23 marzo 2011
Zinc
También los años transcurridos entre Un tranvía llamado deseo (1947) y Gata sobre tejado de zinc caliente (1955) son un tren que, además de transportar a Tennesse Williams, podría haber llevado a Stella Du Bois, tras abandonar a Stanley Kowalski, a esa mansión de los Pollitt, acaso tan similar a la casa familiar Belle Reeve, que su hermana Blanche perdiera a base de cambiar sus paredes por ataúdes para los miembros familiares que iban falleciendo sin muerte que poder pagarse. Stella es la mujer que subiría al tren en Nueva Orleans en 1947, y Maggie, la que descendería de él en Mississippi, ocho años más tarde, para encontrarse casada con Brick Pollitt, la antítesis de aquel Kowalski brutal hasta lo incendiario. Su parálisis ante la indiferencia de su marido nuevo sería, así, una impotencia doble –la que huyera de la agresividad descontrolada del obrero polaco, que renegaba de su origen cuanto más alcohol tuviera dentro para darle la razón, a la que hallara, en Brick, hecha del mismo alcoholismo y similar negación de la realidad, donde poco importara ya que en este caso el tabú fuera una homosexualidad reprimida.
La hermana que vencer en Nueva Orleans es en Mississippi hermano, y aquella Blanche es este Gooper, hermano de Brick aunque más rival de ella que de él. Y de hecho, el espectro de una relación homosexual que en La gata… mantiene arrasado a Brick, es el mismo que, cuando Maggie era Stella, amargara para los restos a su hermana Blanche en Un tranvía... encarnado en su fugaz esposo. El mismo pecado, la misma muerte para el que se fuera, la misma locura para los que se quedaran. El hijo que Stella esperara de Kowalski no es menos fantasmal que el que Maggie se inventa a última hora para que Brick conserve el control de los campos de algodón de su padre. También su orfandad es similar, allí a merced de la brutalidad de propietario de su marido, aquí multiplicada en el desprecio y la sed insatisfecha con que su marido la contempla, y también en la sospecha turbia, malévola de ignorancia trabajada, con que su suegra la recrimina su infertilidad, y que es un espejo de la que vuelca hacia su consorte, enfermo terminal de cáncer al que escoge escrupulosamente mentir y perdonar la sarta de desprecio con que aquel, creyéndose a salvo de la enfermedad, la inunda.
Similar a la fragilidad ilusa, tan perseveradamente volcada en el espejo, con que Stella y Blanche du Bois se creyeran tan a salvo la una de la otra, siendo en realidad la misma huida (en Blanche de una pulsión prohibida, en Stella de un apellido y un lugar social), Brick y su padre comparten -y acaso su impensable lazo viene de ahí- una unión de hierro que naciera de un sentimiento que ambos callan mientras pueden, y que no es la orientación sexual o el cáncer que corroe a ambos, respectivamente, sino el desprecio con que ambos viven su matrimonio. Las razones por las que Brick ignora a su mujer son distintas de las que su padre carga, violenta, asqueadamente, contra su madre, pero se convertirán en la misma en el perdón final –Brick a Maggie, porque acaso ese hijo que espera sea la prueba de lo que finalmente él sea, aunque no quiera; y su padre a su madre, porque el diagnóstico que asomará, ya sin mentiras, es el de su muerte cercana, y eso vuelve inservible lo que tuviera contra la persona con la que ha pasado su vida entera.

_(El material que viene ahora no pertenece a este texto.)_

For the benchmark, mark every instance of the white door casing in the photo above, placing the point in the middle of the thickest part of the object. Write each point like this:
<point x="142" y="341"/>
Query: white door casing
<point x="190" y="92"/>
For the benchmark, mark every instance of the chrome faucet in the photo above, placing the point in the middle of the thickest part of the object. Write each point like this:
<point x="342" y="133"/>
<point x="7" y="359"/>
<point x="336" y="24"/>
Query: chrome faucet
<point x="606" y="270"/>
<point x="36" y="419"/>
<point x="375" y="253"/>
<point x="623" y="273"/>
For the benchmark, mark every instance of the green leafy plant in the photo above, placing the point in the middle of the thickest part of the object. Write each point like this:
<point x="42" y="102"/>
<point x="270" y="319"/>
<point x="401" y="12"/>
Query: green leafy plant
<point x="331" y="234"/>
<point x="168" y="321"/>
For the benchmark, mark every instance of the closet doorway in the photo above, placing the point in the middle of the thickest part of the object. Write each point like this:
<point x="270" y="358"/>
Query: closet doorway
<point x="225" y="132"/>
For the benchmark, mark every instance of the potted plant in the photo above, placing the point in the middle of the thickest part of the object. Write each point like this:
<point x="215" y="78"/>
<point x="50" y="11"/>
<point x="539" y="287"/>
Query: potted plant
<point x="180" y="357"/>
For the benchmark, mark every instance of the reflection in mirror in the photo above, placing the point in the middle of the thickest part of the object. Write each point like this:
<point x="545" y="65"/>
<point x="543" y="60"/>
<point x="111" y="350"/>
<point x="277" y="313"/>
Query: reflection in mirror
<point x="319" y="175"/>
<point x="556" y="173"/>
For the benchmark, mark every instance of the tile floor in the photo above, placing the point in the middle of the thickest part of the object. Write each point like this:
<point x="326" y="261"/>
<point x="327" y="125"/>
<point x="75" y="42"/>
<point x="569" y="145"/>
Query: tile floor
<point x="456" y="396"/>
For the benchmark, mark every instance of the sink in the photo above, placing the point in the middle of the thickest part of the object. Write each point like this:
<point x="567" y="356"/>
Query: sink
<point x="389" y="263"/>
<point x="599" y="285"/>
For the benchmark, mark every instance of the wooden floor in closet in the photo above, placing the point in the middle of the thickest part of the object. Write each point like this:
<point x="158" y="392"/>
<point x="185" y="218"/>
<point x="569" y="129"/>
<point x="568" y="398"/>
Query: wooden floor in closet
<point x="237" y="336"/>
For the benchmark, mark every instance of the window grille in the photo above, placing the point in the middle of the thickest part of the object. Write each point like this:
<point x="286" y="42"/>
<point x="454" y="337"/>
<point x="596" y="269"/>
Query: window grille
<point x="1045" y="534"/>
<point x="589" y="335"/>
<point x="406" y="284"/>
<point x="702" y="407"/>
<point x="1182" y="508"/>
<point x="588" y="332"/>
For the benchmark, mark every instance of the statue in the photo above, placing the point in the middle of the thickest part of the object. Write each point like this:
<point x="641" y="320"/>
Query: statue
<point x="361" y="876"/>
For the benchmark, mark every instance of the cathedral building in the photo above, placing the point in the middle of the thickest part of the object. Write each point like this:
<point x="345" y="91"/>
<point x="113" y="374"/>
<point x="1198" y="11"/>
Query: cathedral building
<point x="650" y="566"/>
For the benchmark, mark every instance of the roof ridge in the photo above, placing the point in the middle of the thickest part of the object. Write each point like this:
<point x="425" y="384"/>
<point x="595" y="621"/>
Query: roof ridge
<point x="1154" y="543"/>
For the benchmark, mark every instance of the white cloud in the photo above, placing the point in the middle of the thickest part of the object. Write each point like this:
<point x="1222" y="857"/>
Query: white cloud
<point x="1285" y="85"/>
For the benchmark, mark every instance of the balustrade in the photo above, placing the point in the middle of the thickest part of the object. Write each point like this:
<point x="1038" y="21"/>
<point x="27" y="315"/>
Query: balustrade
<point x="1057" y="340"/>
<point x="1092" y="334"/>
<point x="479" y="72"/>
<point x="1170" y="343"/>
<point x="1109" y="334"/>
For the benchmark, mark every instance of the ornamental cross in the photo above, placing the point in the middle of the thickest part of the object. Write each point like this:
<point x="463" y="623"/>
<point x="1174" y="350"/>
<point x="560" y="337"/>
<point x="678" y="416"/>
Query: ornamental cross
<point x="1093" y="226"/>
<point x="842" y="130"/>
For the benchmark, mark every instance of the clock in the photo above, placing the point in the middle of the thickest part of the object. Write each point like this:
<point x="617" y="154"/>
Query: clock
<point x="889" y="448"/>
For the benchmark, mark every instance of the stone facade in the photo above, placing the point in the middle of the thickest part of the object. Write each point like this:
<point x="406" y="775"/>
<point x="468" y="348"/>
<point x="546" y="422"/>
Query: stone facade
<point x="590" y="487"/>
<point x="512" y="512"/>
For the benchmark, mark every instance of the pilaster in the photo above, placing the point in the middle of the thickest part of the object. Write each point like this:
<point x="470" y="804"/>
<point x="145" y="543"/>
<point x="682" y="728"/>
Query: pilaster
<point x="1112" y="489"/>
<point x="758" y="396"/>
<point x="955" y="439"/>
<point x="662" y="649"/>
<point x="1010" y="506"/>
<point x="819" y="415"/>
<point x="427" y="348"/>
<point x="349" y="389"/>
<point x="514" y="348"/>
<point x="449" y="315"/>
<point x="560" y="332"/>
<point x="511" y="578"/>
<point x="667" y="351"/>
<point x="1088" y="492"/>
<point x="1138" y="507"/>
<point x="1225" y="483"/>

El patetismo de Blanche du Bois muere con ella, o acaso aguanta, latente, hasta el momento en que, una década después, su hermana Stella, reencarnada en Maggie la gata, llegara al sanatorio mental a compartir su destino de desolación y abandono. Hasta allí se acercaran, quizá, mucho después, Stanley Kowalski y Brick Pollitt, ya envejecidos, carcomidos por el alcohol su grito y su silencio respectivo, para traer una carta del único hombre que pudo haberlas amado a ambas, a las tres: el puro, el bueno, el traicionado Mitch. Atado a querer y cuidar a mujeres que ya solo podían ser su madre.
Es en ese sanatorio donde hoy murió Maggie.